Build a File Deduplication System with ActiveStorage

Every time a user uploads their company logo, profile picture, or that same PDF they’ve uploaded three times before, you’re paying to store it again. ActiveStorage doesn’t deduplicate by default—each upload creates a new blob, even if the content is identical.

Let’s fix that. We’ll build a deduplication system that detects identical files and reuses existing blobs, saving storage costs and making uploads instant for duplicates. We’ll scope deduplication to each user—so users only dedupe against their own uploads, keeping files secure.

How ActiveStorage Checksums Work

Every ActiveStorage blob has a checksum column, which is an MD5 hash of the file content. Two files with identical content will always have the same checksum:

ActiveStorage::Blob.pluck(:checksum).tally
# => {"vckNNU4TN7zbzl+o3tjXPQ==" => 47, "x8K9f2mVhLpWQ..." => 12, ...}

If you see counts greater than 1, you have duplicates. Let’s eliminate them.

Adding an Index for Performance

ActiveStorage doesn’t index the checksum column by default. Without an index, deduplication queries will do full table scans—fine for small apps, but slow at scale.

Note: This migration modifies ActiveStorage’s schema. While adding an index is low-risk (no structural changes), be aware you’re customizing an engine-owned table. Document this decision for your team.

class AddIndexToActiveStorageBlobsChecksum < ActiveRecord::Migration[8.0]
  disable_ddl_transaction!

  def change
    add_index :active_storage_blobs, :checksum, algorithm: :concurrently
  end
end

The algorithm: :concurrently option (PostgreSQL) builds the index without locking writes, which is essential for production databases with existing data. It requires disable_ddl_transaction! since concurrent index creation can’t run inside a transaction.

Step 1: Server-Side Deduplication

When creating a blob, check if the current user already has one with that checksum.
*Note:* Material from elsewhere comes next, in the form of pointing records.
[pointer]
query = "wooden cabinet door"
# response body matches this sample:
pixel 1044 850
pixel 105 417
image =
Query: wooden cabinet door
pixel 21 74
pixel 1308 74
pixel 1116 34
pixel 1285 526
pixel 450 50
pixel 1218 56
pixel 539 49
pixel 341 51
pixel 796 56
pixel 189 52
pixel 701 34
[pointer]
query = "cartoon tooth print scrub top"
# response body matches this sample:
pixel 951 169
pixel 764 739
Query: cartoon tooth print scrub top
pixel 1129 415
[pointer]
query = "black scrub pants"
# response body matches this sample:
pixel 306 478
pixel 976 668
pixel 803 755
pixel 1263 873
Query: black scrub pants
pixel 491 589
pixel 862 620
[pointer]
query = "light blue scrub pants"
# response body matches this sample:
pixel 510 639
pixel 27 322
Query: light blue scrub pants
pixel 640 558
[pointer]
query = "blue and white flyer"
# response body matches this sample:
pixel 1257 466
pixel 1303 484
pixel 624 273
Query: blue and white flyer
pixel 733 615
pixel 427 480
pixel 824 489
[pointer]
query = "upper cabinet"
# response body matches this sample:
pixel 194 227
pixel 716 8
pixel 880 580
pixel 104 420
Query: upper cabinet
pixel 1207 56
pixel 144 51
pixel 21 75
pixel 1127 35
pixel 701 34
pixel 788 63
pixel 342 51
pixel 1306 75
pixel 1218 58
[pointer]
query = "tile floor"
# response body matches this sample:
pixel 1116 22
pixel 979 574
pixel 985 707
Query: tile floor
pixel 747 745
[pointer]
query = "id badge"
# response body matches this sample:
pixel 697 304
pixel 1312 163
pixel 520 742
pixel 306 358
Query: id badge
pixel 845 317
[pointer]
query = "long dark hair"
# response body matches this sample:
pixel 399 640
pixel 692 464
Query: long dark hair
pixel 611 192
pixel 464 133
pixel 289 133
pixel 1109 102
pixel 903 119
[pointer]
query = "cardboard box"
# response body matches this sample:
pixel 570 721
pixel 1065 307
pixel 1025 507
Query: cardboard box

Create a controller to handle deduplicated direct uploads:

# app/controllers/deduplicated_uploads_controller.rb
class DeduplicatedUploadsController < ActiveStorage::DirectUploadsController
  before_action :authenticate_user!

  def create
    existing_blob = find_existing_blob_for_user(
      blob_params[:checksum],
      blob_params[:byte_size]
    )

    if existing_blob
      render json: existing_blob_json(existing_blob)
    else
      super
    end
  end

  private

  def find_existing_blob_for_user(checksum, byte_size)
    return nil if checksum.blank? || byte_size.blank?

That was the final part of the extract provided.